Brandied Orange, Spicy Satsuma, Peach Rose Geranium, Honeyed Grapefruit, Blueberry Star Anise, Strawberry Vanilla, Mayhaw, Blackberry Purple Basil, Fig Lemon Balm, Plum & Cardamom.

Where do you get your fruit?

Strawberries & Blackberries: Johndales Strawberry Farm (Ponchatoula, LA)

Blueberries: J&D Farms (Poplarville, MS)

Peaches & Plums: Chilton County Peaches (Chilton County, AL)

Citrus: Isabelle’s Orange Orchard (New Orleans, LA) + Ben & Ben Becnel (Belle Chasse, LA)

Figs: L’Hoste Citrus (Braithwaite, LA)

Your jams do not include commercially produced pectin like most jams found on store shelves. Why is that, and what do you use instead?

Editor’s note: pectin is a naturally occurring substance found in the skin of fruits like berries, apples and citrus. It is produced commercially as a white to light brown powder for use as a gelling agent, particularly in jams and jellies.

I like making jams without added pectin because it makes the texture less gelatin-like. I think it makes for a nicer, more fruit-forward flavor. Also, because all the fruit I work with already has plenty of pectin within it to ensure a nice set.

Have you ever made a jam that tasted delicious but was too ugly to serve?

I’ve definitely had jam turn an unpleasant color or texture if the fruit isn’t fresh enough. It’s always a bit of a heartbreak to throw a batch away.

What’s the best way for people outside New Orleans to purchase your jams? Do you sell a sampler? (You should totally sell a sampler!) 

We ship jam across the United States — you can order on the website! Yes, we do have a jam sampler pack, also available for purchase online. It’s three baby jars, and it comes in a really nice little box.

What have you found is the best way to market & sell your jams? 

Instagram is really helpful, as is getting my jam on the shelves of different cafes and stores I like — so that people start to see it around. Doing joint projects with local businesses like Levee Baking Co. has also been great for getting the word out.

How did you get your jams into stores and restaurants across New Orleans? 

A lot of just going in to meet the owners and seeing if they’d be interested in either using our jams or retailing them. I called the front desk of The Ritz Carlton hotel one day, and they happened to be looking for a new jam person, so it’s always worth a shot!
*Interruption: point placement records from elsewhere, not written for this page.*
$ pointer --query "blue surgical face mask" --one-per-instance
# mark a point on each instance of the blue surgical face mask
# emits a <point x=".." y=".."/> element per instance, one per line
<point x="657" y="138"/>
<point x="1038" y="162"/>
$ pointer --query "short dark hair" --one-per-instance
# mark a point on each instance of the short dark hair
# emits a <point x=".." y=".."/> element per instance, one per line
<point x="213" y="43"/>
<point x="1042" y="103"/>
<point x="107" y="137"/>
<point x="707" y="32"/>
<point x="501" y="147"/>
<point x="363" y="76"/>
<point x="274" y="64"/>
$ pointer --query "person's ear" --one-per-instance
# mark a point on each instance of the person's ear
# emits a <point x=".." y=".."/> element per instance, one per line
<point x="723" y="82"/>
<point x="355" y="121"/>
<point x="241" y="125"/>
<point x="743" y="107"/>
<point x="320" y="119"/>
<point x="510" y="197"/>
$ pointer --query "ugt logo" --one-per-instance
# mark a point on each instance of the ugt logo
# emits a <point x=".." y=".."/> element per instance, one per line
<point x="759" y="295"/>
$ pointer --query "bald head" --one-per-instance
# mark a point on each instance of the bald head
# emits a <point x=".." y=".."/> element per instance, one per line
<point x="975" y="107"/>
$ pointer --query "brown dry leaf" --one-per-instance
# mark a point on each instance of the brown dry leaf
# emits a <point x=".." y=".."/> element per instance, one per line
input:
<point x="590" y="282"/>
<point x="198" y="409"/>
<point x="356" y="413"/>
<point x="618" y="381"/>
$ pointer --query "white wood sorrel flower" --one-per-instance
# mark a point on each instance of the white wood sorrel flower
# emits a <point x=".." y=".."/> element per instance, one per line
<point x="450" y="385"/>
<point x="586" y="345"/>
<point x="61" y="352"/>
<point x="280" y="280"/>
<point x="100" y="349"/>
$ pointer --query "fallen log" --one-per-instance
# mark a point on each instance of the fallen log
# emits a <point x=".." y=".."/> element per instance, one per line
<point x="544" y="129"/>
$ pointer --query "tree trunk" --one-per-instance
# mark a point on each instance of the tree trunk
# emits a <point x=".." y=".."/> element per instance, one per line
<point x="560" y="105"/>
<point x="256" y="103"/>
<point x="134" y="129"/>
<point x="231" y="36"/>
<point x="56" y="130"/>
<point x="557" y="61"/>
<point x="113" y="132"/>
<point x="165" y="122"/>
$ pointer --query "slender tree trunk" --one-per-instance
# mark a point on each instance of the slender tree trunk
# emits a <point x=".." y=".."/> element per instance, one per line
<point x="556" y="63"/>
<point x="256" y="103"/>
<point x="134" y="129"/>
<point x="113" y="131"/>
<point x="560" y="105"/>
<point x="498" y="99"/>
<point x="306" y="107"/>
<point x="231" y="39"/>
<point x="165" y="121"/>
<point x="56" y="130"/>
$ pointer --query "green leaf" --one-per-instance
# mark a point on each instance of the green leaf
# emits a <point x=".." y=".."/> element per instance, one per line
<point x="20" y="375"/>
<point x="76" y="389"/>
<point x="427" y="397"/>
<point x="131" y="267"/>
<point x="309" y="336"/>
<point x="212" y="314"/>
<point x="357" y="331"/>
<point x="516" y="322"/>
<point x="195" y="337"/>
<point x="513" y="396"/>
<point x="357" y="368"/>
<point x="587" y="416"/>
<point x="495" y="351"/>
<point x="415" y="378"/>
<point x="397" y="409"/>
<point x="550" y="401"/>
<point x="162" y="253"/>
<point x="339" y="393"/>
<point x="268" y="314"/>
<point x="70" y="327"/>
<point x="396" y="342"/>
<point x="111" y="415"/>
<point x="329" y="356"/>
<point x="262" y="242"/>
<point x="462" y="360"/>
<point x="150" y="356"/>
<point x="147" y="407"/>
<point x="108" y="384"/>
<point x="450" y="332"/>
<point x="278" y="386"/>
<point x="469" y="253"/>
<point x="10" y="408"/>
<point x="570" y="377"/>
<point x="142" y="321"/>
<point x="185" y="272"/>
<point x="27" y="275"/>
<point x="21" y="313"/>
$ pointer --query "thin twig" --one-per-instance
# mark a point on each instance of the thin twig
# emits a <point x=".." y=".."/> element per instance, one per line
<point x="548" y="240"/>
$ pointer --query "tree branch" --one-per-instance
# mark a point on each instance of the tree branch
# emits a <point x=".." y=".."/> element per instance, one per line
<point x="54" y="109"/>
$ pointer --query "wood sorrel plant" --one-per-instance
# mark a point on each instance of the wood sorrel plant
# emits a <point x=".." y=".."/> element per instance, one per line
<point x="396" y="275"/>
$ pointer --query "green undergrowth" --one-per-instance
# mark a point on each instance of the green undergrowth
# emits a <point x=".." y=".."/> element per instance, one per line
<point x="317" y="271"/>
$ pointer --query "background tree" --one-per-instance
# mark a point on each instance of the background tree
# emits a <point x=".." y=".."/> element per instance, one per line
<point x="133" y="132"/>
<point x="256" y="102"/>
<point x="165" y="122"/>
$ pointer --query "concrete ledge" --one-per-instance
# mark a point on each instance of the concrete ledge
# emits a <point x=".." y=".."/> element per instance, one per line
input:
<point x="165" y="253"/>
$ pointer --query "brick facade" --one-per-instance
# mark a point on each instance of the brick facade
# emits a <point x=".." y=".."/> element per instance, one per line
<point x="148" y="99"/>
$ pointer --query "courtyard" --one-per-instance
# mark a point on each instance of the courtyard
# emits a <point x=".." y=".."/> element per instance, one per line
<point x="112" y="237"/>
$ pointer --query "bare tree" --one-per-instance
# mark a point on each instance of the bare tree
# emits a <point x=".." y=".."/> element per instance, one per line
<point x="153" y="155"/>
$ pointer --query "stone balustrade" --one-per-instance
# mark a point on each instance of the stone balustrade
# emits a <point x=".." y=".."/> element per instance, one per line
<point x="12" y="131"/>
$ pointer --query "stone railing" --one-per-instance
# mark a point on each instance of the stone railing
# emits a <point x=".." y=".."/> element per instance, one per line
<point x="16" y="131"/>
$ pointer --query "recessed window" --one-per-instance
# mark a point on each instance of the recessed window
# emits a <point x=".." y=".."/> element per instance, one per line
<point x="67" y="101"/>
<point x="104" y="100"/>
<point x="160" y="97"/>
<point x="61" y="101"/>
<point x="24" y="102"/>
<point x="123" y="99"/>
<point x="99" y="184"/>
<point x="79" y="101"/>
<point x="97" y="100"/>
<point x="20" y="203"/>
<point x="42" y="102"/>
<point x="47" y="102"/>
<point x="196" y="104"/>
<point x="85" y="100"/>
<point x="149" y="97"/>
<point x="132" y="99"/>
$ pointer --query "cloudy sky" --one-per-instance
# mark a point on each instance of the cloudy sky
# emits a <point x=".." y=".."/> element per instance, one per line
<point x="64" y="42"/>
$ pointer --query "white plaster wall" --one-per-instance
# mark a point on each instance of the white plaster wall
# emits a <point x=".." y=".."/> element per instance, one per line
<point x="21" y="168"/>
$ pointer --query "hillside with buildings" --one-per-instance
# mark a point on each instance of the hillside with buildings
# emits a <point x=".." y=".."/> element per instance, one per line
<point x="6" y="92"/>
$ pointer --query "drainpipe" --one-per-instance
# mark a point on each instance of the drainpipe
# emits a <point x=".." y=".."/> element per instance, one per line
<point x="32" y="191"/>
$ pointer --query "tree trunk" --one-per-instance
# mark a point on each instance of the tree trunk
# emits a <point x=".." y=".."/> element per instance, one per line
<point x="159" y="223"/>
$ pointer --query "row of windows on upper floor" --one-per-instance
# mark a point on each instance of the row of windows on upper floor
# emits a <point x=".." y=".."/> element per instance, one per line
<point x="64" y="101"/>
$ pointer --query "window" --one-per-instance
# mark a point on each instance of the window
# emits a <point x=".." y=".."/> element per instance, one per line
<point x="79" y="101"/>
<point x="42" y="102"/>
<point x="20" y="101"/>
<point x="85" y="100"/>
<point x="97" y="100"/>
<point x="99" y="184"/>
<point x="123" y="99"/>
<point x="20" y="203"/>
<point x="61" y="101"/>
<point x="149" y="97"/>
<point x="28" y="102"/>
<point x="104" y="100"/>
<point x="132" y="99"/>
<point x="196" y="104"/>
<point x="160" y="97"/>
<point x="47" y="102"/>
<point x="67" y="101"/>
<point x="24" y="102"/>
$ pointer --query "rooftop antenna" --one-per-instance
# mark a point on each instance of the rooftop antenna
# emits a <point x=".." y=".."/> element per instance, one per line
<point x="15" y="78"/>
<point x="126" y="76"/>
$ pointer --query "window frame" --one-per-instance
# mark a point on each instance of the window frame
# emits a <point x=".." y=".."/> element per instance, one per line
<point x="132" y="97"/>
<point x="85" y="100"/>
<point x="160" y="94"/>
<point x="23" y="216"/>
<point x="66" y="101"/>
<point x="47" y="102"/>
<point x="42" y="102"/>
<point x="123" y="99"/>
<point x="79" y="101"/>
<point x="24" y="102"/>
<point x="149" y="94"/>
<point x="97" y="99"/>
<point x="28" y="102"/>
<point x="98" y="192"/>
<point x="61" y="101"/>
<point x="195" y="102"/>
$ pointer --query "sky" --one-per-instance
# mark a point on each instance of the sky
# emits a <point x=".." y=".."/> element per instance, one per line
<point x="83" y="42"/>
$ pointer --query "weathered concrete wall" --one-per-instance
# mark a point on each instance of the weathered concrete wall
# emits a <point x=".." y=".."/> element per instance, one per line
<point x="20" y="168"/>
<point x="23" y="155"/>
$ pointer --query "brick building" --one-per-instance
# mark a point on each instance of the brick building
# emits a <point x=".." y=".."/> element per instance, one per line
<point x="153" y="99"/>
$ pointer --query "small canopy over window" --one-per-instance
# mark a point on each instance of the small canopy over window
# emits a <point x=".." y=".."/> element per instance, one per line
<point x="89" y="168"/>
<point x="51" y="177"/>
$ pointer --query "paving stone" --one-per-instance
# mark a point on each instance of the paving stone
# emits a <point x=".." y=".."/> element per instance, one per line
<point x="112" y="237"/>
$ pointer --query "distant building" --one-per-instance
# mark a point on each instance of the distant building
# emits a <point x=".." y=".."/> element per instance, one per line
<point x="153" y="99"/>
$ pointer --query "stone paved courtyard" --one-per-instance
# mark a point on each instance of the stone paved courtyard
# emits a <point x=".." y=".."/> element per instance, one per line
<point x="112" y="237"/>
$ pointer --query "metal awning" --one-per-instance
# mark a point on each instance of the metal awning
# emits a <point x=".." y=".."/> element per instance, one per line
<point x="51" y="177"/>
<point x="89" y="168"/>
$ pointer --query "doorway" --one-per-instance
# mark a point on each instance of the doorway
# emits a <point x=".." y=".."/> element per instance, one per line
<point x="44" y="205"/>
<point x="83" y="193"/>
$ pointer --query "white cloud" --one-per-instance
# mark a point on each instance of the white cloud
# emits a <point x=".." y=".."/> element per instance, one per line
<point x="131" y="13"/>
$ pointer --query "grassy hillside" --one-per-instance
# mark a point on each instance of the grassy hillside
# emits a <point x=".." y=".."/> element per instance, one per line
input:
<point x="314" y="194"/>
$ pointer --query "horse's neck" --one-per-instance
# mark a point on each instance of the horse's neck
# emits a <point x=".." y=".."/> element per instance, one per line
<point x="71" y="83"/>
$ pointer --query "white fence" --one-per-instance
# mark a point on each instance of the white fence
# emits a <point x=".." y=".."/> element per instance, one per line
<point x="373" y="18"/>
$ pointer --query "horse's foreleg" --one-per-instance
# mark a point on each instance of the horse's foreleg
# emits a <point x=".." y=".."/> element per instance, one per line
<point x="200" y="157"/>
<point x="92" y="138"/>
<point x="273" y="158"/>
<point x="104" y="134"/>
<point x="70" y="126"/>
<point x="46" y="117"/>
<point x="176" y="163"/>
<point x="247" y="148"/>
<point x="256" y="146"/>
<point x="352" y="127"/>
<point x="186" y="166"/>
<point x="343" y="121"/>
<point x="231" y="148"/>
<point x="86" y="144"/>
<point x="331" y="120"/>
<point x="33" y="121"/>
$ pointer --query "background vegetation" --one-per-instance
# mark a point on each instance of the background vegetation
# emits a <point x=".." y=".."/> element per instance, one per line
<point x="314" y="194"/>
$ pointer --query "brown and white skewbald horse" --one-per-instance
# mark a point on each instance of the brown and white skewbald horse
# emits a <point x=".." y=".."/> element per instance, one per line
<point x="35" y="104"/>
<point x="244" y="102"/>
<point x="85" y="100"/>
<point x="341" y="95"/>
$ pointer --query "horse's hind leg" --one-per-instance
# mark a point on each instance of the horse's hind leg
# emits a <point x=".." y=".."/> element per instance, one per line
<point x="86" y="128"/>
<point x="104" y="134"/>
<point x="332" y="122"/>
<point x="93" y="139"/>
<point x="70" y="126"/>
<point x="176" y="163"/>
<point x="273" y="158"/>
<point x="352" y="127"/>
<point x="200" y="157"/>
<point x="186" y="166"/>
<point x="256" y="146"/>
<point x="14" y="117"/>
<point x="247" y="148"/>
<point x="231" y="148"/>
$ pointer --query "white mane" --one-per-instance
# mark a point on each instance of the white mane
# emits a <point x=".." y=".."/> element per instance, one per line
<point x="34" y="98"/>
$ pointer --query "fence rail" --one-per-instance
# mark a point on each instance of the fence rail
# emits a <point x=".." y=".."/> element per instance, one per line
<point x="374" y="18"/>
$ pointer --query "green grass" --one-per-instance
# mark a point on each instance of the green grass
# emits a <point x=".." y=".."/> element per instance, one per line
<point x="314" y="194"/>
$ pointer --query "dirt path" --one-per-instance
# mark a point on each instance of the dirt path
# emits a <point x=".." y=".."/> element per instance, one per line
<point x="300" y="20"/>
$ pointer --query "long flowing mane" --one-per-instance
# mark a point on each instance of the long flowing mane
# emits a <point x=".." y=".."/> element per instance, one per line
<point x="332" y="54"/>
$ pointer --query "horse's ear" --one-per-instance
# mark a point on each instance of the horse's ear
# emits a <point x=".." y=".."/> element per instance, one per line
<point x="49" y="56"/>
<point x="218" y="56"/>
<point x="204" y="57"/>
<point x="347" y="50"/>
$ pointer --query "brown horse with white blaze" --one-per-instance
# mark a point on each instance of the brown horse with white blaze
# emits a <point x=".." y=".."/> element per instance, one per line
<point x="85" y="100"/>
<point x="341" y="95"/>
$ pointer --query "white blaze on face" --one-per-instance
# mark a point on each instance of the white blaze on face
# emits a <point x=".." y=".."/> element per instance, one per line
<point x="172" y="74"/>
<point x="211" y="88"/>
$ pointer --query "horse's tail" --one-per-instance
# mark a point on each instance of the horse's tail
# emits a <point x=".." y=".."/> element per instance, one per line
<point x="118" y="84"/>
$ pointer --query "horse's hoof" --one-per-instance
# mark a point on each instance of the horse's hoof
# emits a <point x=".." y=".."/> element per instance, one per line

What’s been your biggest surprise since starting Jamboree Jams? What have you learned the hard way?

My biggest surprise has been how wonderful Jamboree has been as a platform for meeting other extremely supportive business owners, farmers, and friends alike. Betsy Lindell, who owns Seasoned, lets me borrow her truck so that I can do the farmer’s market and go to the commercial kitchen on production days. Christina Balzebre of Levee Baking Co. has opened her kitchen to me and taught me so much about bread and pastry.

I’ve learned how challenging it is to make a small business sustainable, both in terms of expended energy and financially. It takes an endless amount of support and community.

What’s the future look like for Jamboree Jams?

I’m always working on increasing accessibility to my jams. I’ll hopefully get into a few more shops before the year is through. I would love to eventually have a little corner shop retail space for jams, toast, jelly donuts, coffee, etc.

What’s the difference between jams, jellies, marmalade and preserves?

Jams are made with fruit pulp and juice, jellies are made with just the juice, marmalades are made with citrus pulp and rind, and preserves encapsulate them all and include pickles, etc.